Limites des pouvoirs d’investigation du fisc : comment la Cour de Cassation complète sa jurisprudence?

Dans le précédent numéro, nous avions commenté l’arrêt de la Cour de cassation du 16 juin 2023 qui autorisait le contribuable, faisant l’objet d’une visite fiscale dans des locaux habités, à retirer son consentement pour arrêter la mesure d’investigation de l’administration fiscale.

FiscalitéF.F.F.Visite des locaux : la Cour de cassation donne raison au contribuable


Dans un récent arrêt du 6 octobre 2023, la Cour de cassation a complété sa jurisprudence. En effet, elle s’est à nouveau prononcée sur les limites aux pouvoirs d’investigation du fisc, mais cette fois-ci concernant le droit à l’examen des livres et documents.

La Cour de cassation affirme explicitement que l’administration fiscale dispose de pouvoirs d’investigations étendus, en ce sens qu’il n’est pas nécessaire d’obtenir le consentement du contribuable préalablement à l’examen des livres et documents se trouvant dans les locaux contrôlés. La Cour précise néanmoins que le contribuable peut interrompre cette mesure s’il s’y oppose.

Autrement dit, les agents du fisc ne doivent pas obtenir l’autorisation du contribuable pour examiner les documents présents dans les locaux qu’ils contrôlent, mais à la moindre opposition, ils ont l’obligation d’arrêter leur mission.

Les faits de l’affaire de ce récent arrêt de la Cour de cassation peuvent être résumés comme suit : en 2015, plusieurs agents de l’inspection spéciale de l’impôt ont mené une enquête en matière de TVA à l’encontre d’une société active dans la vente de produits alimentaires. Le contribuable a donné son autorisation à la visite fiscale. Les fonctionnaires ont fouillé les locaux pour emporter de nombreux documents retrouvés notamment dans des armoires fermées, des poubelles ou encore dans un conteneur à papiers.

Dans ce contexte, le contribuable estimait que la visite fiscale menée était illégale, en ce qu’elle est comparable à une perquisition pénale, dans la mesure où l’administration fiscale avait fouillé de manière active les bureaux en ouvrant notamment des armoires fermées.

Le tribunal de première instance a considéré que la visite fiscale était illégale parce que l’administration fiscale avait outrepassé ses pouvoirs d’investigation. Les juges ont donné raison à la société, notamment sur le fait que le fisc n’était pas autorisé à fouiller les poubelles et les armoires.
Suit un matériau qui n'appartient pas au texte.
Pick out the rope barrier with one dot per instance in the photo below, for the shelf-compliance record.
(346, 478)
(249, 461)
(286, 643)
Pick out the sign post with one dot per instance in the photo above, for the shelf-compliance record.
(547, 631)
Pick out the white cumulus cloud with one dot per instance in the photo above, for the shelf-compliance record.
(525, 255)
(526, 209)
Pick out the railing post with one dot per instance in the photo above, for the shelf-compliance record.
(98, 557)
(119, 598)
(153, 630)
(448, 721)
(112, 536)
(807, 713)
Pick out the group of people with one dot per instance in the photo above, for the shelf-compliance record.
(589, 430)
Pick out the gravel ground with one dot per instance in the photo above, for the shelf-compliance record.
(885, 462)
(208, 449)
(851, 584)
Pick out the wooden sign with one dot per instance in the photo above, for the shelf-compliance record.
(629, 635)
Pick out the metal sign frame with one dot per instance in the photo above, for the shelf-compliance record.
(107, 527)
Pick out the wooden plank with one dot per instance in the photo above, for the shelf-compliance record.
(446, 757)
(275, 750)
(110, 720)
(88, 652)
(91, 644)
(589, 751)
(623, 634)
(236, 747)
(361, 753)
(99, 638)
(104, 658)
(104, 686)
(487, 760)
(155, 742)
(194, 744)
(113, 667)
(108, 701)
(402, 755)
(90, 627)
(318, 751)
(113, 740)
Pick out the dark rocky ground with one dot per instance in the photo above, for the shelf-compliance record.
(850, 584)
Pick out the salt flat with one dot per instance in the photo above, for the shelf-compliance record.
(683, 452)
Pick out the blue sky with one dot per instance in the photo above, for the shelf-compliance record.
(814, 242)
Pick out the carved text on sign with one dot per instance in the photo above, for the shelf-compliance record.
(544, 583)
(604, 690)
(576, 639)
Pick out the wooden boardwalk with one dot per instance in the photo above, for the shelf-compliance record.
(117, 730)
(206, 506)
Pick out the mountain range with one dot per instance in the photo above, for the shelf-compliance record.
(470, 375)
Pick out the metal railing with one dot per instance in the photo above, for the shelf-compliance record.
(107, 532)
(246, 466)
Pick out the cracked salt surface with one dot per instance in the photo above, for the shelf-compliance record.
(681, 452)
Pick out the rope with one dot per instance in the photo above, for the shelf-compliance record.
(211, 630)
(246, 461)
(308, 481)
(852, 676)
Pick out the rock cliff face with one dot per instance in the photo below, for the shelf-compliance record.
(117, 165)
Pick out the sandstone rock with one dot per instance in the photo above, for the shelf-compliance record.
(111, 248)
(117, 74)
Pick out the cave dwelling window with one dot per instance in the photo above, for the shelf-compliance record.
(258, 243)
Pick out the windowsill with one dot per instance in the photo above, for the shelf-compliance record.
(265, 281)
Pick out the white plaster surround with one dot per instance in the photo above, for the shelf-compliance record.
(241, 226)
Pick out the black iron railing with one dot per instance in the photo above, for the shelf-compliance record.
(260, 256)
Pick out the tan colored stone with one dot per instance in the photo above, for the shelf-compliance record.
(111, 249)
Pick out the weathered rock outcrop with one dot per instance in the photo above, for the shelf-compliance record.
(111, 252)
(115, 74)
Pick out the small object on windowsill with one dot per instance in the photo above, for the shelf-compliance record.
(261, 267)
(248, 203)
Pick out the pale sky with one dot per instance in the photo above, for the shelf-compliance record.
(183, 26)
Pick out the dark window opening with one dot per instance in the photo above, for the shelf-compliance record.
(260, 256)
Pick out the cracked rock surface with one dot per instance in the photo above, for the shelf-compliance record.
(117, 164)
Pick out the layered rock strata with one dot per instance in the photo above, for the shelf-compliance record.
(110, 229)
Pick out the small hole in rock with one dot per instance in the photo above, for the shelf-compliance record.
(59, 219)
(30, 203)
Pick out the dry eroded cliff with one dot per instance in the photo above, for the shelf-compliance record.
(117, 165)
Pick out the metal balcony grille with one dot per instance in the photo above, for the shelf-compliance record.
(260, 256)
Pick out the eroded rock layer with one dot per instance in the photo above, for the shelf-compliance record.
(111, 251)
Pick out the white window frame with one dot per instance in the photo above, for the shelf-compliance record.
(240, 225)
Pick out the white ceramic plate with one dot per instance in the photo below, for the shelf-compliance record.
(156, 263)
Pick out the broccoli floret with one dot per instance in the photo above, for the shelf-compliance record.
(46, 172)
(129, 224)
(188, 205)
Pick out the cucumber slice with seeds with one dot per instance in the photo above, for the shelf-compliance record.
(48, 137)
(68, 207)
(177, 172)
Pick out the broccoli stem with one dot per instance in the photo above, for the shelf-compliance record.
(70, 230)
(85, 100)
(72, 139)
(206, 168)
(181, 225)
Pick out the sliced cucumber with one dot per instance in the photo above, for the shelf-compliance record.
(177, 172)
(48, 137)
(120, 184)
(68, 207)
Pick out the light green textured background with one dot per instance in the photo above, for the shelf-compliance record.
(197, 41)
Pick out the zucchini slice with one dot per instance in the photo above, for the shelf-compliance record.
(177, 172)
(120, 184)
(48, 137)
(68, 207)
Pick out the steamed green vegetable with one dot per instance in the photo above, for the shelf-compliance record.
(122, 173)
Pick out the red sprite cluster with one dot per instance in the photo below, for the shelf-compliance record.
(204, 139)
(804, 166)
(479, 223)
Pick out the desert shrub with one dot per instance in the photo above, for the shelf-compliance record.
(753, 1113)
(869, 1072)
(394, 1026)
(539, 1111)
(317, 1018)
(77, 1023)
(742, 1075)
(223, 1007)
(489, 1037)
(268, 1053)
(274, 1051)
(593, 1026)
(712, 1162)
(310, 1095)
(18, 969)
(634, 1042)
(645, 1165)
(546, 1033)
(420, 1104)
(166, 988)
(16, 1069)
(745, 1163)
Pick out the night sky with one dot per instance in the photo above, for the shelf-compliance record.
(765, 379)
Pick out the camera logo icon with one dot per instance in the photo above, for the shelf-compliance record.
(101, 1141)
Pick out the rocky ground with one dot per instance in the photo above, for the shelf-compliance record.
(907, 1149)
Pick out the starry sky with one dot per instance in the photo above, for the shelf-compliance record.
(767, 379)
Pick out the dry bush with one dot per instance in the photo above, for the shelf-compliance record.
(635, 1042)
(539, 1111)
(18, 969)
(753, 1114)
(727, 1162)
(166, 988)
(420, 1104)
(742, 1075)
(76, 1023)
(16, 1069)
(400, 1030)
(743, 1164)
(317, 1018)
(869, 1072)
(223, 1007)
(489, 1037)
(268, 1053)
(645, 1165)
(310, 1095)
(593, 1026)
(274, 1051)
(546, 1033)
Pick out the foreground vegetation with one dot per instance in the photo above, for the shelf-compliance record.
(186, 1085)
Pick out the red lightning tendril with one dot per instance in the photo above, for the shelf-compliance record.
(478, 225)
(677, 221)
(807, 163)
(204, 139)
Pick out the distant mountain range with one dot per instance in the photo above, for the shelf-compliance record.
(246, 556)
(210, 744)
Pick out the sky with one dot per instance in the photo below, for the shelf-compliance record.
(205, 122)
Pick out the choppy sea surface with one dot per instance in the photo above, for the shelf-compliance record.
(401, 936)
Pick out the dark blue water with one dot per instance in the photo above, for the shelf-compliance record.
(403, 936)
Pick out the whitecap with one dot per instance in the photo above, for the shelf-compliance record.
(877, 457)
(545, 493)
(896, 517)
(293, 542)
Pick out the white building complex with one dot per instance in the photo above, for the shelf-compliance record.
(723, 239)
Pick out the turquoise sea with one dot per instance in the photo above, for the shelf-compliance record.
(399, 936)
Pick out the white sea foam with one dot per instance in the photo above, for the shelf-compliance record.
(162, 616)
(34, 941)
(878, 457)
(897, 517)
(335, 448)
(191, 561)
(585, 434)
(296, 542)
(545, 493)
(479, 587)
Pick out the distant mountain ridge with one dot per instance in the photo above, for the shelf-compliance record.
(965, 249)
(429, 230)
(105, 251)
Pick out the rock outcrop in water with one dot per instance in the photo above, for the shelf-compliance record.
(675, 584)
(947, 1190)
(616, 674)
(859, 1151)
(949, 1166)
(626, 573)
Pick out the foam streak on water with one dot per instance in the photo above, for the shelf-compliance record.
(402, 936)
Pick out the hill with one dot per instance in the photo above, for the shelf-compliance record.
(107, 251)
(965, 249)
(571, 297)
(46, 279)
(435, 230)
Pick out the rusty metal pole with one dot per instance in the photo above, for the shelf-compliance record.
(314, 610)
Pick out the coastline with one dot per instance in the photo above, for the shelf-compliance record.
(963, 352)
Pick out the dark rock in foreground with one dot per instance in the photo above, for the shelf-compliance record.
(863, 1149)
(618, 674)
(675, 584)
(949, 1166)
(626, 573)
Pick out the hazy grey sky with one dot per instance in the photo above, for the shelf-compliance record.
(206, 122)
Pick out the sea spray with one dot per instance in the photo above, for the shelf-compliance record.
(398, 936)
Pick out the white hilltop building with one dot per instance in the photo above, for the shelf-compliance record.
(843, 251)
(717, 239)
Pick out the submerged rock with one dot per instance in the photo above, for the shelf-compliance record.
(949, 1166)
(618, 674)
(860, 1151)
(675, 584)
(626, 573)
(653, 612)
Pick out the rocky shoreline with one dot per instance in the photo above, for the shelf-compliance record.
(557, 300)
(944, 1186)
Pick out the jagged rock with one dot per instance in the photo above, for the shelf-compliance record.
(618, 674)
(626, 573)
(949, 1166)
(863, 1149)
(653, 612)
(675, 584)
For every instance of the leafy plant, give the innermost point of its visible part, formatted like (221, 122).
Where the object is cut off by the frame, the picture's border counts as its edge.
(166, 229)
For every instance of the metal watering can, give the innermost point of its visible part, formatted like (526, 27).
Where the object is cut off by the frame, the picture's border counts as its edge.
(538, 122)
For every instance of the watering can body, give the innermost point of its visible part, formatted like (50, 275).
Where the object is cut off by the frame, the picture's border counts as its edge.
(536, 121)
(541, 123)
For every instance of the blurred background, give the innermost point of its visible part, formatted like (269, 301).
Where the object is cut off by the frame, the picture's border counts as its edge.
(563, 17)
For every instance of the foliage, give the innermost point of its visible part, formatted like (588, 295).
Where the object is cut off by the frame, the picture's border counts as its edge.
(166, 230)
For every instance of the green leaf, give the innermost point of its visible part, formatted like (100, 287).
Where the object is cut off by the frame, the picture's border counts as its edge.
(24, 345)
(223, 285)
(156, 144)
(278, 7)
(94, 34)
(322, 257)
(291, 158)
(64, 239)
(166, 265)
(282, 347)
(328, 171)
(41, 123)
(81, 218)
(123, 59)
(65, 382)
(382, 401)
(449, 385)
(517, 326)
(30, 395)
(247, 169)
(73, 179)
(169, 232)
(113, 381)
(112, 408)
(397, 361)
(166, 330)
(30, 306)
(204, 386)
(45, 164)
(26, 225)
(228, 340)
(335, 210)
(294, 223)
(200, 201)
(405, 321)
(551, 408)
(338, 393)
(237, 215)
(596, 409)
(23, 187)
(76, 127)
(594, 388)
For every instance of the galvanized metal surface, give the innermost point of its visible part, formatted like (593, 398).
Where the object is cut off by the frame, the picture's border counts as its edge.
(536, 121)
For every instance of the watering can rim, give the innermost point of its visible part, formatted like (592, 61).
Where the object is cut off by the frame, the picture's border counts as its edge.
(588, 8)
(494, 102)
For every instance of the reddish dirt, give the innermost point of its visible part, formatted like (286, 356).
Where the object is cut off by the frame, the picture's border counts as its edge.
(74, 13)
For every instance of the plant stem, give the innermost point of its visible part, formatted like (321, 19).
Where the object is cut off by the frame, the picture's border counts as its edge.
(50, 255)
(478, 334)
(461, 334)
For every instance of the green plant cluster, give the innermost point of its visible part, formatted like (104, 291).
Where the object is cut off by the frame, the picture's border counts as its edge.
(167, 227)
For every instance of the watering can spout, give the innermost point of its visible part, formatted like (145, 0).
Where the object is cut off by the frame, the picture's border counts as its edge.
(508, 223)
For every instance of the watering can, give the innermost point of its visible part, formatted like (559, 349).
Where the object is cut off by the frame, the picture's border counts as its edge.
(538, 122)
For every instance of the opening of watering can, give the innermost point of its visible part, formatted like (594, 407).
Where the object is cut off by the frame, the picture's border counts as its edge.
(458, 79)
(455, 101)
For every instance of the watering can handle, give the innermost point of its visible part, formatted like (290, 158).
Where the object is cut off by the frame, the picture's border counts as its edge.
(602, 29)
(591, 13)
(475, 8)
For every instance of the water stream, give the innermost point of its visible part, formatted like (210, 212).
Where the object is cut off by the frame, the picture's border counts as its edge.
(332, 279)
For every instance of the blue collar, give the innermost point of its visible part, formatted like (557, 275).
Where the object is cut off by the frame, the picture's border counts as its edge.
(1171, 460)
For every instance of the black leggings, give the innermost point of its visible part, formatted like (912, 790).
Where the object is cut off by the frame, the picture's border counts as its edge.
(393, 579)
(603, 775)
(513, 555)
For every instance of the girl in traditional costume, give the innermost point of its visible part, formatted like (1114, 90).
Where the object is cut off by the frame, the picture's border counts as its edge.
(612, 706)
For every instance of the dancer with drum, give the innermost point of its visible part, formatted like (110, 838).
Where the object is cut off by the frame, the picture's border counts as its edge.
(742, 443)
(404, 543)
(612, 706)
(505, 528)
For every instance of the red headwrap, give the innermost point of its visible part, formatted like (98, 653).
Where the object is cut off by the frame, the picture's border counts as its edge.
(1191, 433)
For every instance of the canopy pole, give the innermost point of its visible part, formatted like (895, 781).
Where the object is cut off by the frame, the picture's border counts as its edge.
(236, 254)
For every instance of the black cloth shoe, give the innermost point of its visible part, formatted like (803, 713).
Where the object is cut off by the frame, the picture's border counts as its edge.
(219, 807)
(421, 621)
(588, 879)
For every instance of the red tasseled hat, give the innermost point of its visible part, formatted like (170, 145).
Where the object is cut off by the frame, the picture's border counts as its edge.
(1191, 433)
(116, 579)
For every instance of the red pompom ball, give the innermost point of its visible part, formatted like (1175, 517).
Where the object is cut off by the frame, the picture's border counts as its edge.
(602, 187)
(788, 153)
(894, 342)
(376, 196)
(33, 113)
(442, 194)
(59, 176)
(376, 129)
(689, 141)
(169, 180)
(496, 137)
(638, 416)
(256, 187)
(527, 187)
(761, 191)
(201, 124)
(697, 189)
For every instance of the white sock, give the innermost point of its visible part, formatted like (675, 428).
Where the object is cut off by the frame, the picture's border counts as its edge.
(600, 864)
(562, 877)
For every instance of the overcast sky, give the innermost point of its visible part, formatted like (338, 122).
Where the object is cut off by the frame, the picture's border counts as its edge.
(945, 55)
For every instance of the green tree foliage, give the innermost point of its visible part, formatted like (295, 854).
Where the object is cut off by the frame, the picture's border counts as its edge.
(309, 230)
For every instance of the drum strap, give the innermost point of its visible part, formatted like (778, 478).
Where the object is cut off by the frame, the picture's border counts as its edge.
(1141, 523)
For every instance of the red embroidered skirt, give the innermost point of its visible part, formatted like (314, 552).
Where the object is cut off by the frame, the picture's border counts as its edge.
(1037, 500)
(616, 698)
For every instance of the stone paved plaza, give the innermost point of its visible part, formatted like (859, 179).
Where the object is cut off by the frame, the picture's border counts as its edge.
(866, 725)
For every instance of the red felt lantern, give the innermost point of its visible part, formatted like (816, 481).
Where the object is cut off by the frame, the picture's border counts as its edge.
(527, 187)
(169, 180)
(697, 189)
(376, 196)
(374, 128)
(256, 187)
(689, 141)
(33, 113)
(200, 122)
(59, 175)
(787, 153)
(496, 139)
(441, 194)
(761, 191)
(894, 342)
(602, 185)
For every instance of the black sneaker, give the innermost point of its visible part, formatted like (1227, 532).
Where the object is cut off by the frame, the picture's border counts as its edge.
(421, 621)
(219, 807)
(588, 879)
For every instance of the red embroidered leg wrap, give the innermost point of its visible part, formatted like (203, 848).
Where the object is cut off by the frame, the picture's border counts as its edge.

La Cour d’appel de Liège a, en revanche, expliqué que, conformément à l’arrêt de la Cour constitutionnelle du 12 octobre 2017, la visite fiscale menée est valide, et ce, sur la seule base que le contribuable n’est pas en mesure de prouver qu’il s’est opposé aux mesures d’investigation du fisc.

L’appréciation de la régularité du contrôle mené par l’administration fiscale dépend donc de l’opposition ou non du contribuable. Si ce dernier ne s’y oppose pas, ce qui sous-entend indirectement sa coopération, il est possible pour le fisc de mener une recherche active se traduisant par la possibilité d’ouvrir, par exemple, des armoires voire encore des coffres-forts fermés.

Comme déjà indiqué, la Cour de cassation a donné tort au contribuable, en ce que même en présence d’une fouille active menée dans les poubelles, des armoires ou plus largement des meubles fermés, le contrôle fiscal est légal si le contribuable ne s’y oppose pas. En l’espèce, la difficulté réside dans la preuve à apporter sur ce point.

Cette jurisprudence de la Cour de cassation souligne l’équilibre délicat entre les droits et devoirs du contribuable. Ce dernier doit collaborer à l’enquête fiscale sauf s’il s’oppose et qu’il prouve son opposition aussi clairement que possible, par exemple en la consignant dans un procès-verbal.

Il est important de préciser que le contribuable doit pouvoir démontrer que son opposition est justifiée, au risque de s’exposer à des amendes administratives.